You are driving along one day and someone cuts you off, and in that moment, you get mad. You lay on the horn and yell a few words that you never would have said if you mother had been sitting in the car next to you. Then, when you realize that the other driver is looking at you through his rear view mirror, you show him the international symbol for, “I don’t appreciate what you just did.” A couple of miles later, as your anger level subsides, you say to yourself, “I shouldn’t have done that. I’m a Christian and I should not have reacted the way I did.” Over and over throughout the rest of the day you keep beating yourself up, saying, “I shouldn’t have done that.”

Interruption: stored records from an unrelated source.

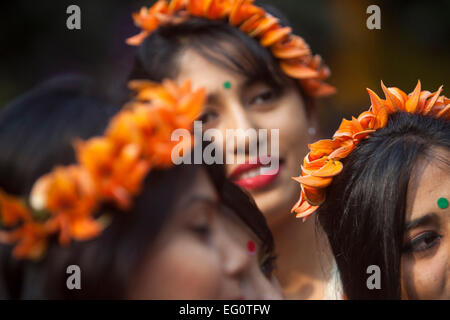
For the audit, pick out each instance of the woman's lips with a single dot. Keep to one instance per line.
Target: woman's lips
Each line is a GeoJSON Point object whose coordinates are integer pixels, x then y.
{"type": "Point", "coordinates": [250, 176]}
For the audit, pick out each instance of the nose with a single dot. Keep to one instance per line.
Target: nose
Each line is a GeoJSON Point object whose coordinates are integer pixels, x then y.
{"type": "Point", "coordinates": [240, 131]}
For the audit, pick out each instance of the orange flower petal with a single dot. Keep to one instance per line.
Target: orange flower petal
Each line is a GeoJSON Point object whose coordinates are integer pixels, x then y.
{"type": "Point", "coordinates": [330, 169]}
{"type": "Point", "coordinates": [396, 102]}
{"type": "Point", "coordinates": [314, 196]}
{"type": "Point", "coordinates": [430, 102]}
{"type": "Point", "coordinates": [274, 36]}
{"type": "Point", "coordinates": [413, 100]}
{"type": "Point", "coordinates": [315, 182]}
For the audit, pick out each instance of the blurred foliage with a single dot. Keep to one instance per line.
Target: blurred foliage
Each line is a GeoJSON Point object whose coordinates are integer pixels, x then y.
{"type": "Point", "coordinates": [412, 44]}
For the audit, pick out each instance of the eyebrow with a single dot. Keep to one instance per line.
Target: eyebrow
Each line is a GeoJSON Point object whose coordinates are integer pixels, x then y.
{"type": "Point", "coordinates": [425, 220]}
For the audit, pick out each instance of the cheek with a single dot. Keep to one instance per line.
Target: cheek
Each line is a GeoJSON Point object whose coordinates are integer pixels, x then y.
{"type": "Point", "coordinates": [427, 278]}
{"type": "Point", "coordinates": [185, 269]}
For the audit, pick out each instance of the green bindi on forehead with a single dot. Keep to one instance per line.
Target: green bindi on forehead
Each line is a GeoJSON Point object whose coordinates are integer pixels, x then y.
{"type": "Point", "coordinates": [443, 203]}
{"type": "Point", "coordinates": [227, 85]}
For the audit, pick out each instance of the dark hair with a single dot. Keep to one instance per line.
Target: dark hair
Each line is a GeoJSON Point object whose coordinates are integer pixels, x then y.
{"type": "Point", "coordinates": [216, 41]}
{"type": "Point", "coordinates": [38, 128]}
{"type": "Point", "coordinates": [108, 261]}
{"type": "Point", "coordinates": [364, 212]}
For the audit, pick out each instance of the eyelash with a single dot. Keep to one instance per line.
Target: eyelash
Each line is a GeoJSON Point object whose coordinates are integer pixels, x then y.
{"type": "Point", "coordinates": [267, 95]}
{"type": "Point", "coordinates": [414, 245]}
{"type": "Point", "coordinates": [202, 230]}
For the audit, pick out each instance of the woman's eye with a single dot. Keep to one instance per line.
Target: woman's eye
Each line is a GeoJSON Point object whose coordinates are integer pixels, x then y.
{"type": "Point", "coordinates": [423, 242]}
{"type": "Point", "coordinates": [202, 230]}
{"type": "Point", "coordinates": [268, 266]}
{"type": "Point", "coordinates": [263, 97]}
{"type": "Point", "coordinates": [208, 116]}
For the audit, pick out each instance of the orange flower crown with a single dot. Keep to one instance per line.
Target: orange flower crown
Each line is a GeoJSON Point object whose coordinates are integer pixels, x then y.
{"type": "Point", "coordinates": [322, 162]}
{"type": "Point", "coordinates": [292, 51]}
{"type": "Point", "coordinates": [110, 168]}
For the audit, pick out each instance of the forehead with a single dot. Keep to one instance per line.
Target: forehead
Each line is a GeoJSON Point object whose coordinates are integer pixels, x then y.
{"type": "Point", "coordinates": [204, 73]}
{"type": "Point", "coordinates": [430, 181]}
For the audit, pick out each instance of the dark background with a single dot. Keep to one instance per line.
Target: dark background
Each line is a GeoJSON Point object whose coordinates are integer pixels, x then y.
{"type": "Point", "coordinates": [413, 44]}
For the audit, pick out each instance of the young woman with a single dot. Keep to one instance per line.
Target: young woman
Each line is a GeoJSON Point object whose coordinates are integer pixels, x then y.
{"type": "Point", "coordinates": [257, 76]}
{"type": "Point", "coordinates": [383, 187]}
{"type": "Point", "coordinates": [182, 234]}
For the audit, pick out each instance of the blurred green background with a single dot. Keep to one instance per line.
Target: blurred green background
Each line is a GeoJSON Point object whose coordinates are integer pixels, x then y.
{"type": "Point", "coordinates": [413, 44]}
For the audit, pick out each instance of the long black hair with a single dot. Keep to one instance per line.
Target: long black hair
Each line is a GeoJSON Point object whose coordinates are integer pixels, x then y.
{"type": "Point", "coordinates": [216, 41]}
{"type": "Point", "coordinates": [46, 121]}
{"type": "Point", "coordinates": [364, 212]}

One day you are having a cup of coffee with a friend and you are telling her about the difficult time that you are going through in your life. Your friend nods as she is listening to you, an indication that she knows what you are talking about. When you finished she says to you, “What you need to do is just pray about it.” You take a deep breath and sigh a little bit because you knew she was going so say that. That’s when you admit, “Sometimes I feel like God is just not listening to me.” With a look of horror on her face, your friend says to you, “You shouldn’t feel that way.” For the rest of the day, her words of indictment keep pounding their way into your thoughts.
I am guessing that we all know what it is like when either our own conscience, or a well-meaning friend, tries to convince us of what we should and shouldn’t be doing or should and shouldn’t be feeling, especially since we are Christians. On the surface there is nothing really wrong with being reminded of the implications that come with living out our Christian lives. The problem is that such reminders simply miss the point.

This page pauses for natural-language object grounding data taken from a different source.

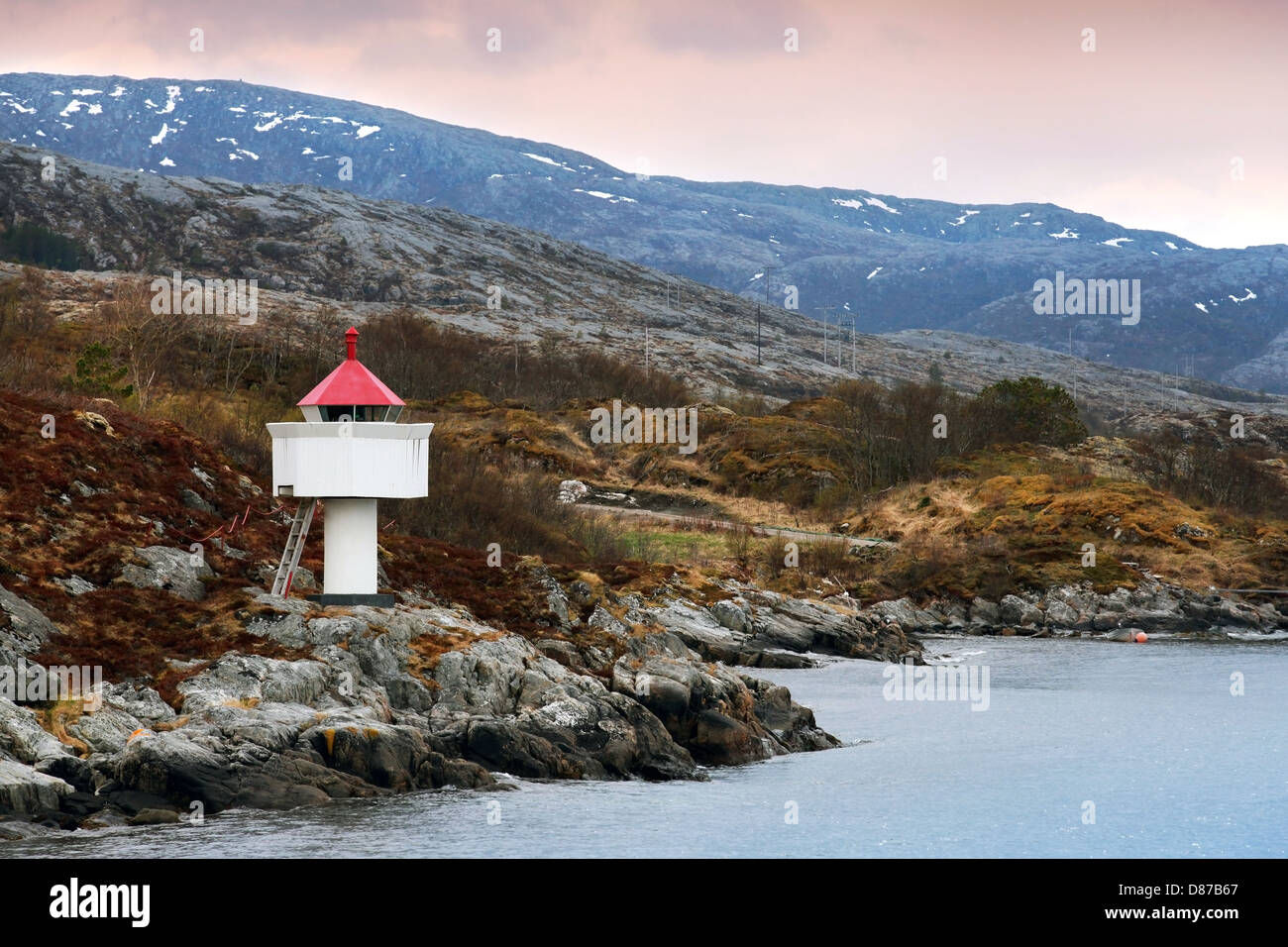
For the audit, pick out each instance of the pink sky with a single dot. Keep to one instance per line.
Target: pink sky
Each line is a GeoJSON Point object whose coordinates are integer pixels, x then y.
{"type": "Point", "coordinates": [1141, 132]}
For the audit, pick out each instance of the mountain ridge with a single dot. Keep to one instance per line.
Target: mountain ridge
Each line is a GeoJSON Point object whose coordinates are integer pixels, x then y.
{"type": "Point", "coordinates": [893, 263]}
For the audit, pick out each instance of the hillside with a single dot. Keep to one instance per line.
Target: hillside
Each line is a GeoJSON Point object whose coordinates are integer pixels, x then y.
{"type": "Point", "coordinates": [897, 263]}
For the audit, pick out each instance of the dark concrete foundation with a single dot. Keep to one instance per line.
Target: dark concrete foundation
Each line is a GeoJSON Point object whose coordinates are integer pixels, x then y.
{"type": "Point", "coordinates": [376, 600]}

Telling myself that I shouldn’t have gotten angry on the road isn’t helpful. The fact is, I did get angry on the road. So, the question is, “Why did I get angry on the road?” Being told that I shouldn’t feel as though God is not listening is not helpful. The fact is, I do feel as though God is not listening. So, the question is, “Why do I feel as though God is not listening?” Should or shouldn’t statements simply scratch the surface of our lives. Asking the harder questions forces us to go deeper.

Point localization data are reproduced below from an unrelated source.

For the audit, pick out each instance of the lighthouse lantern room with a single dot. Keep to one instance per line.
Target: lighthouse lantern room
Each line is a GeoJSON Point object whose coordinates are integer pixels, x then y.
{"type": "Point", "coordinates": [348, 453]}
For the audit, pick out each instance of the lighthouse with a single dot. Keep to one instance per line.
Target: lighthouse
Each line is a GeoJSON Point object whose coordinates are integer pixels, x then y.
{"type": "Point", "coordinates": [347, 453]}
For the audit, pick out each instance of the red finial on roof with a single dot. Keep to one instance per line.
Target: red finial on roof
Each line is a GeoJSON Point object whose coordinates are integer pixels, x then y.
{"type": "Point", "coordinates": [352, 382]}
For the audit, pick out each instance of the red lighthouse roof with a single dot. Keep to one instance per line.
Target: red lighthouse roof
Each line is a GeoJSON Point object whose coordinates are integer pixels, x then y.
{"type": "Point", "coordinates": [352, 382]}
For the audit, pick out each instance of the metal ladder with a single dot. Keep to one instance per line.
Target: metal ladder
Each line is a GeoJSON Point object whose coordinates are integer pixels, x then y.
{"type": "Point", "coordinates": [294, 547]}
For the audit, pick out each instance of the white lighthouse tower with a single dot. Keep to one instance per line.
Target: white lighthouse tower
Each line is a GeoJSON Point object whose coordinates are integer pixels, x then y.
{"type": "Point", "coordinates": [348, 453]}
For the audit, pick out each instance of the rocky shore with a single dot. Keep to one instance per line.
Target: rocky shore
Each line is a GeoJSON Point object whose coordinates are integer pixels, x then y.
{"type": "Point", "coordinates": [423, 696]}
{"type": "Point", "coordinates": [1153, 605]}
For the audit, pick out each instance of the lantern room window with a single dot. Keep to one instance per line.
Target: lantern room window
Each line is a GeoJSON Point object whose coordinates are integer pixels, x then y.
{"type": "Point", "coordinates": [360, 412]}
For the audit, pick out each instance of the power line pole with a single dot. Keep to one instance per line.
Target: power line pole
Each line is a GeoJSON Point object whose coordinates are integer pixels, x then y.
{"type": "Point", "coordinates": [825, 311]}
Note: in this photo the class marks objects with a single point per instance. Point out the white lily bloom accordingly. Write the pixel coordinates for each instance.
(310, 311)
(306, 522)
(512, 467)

When we take a more honest look at our thoughts and actions and ask the harder questions we find new opportunities to reflect upon our lives, to think more deeply about what it means to be a child of God. Such reflections may reveal hurts from our past that are seeking to find healing, hurts that are causing us to act and think in ways that are contrary to how we want to live out our Christian faith. When we reflect deeply on our lives, we often discover hidden assumptions and expectations about God and ourselves that can skew our interpretation of Scripture and can actually lead us further away from God. Such deep reflections can result in the changes that we seek to implement in our lives.
Prior to his ascension Jesus gave us some wonderful gifts to help us with our deeper reflections. One is the Holy Spirit who is our counselor and friend, who is present in our lives to help lead us into truth. Another gift that Jesus gave us is each other, sisters and brothers of faith. When we invite the Holy Spirit and when we invite a friend of faith to be part of our honest reflections, we discover new possibilities of healing, and new possibilities of thinking and acting that are consistent with being the child of God that we want to be.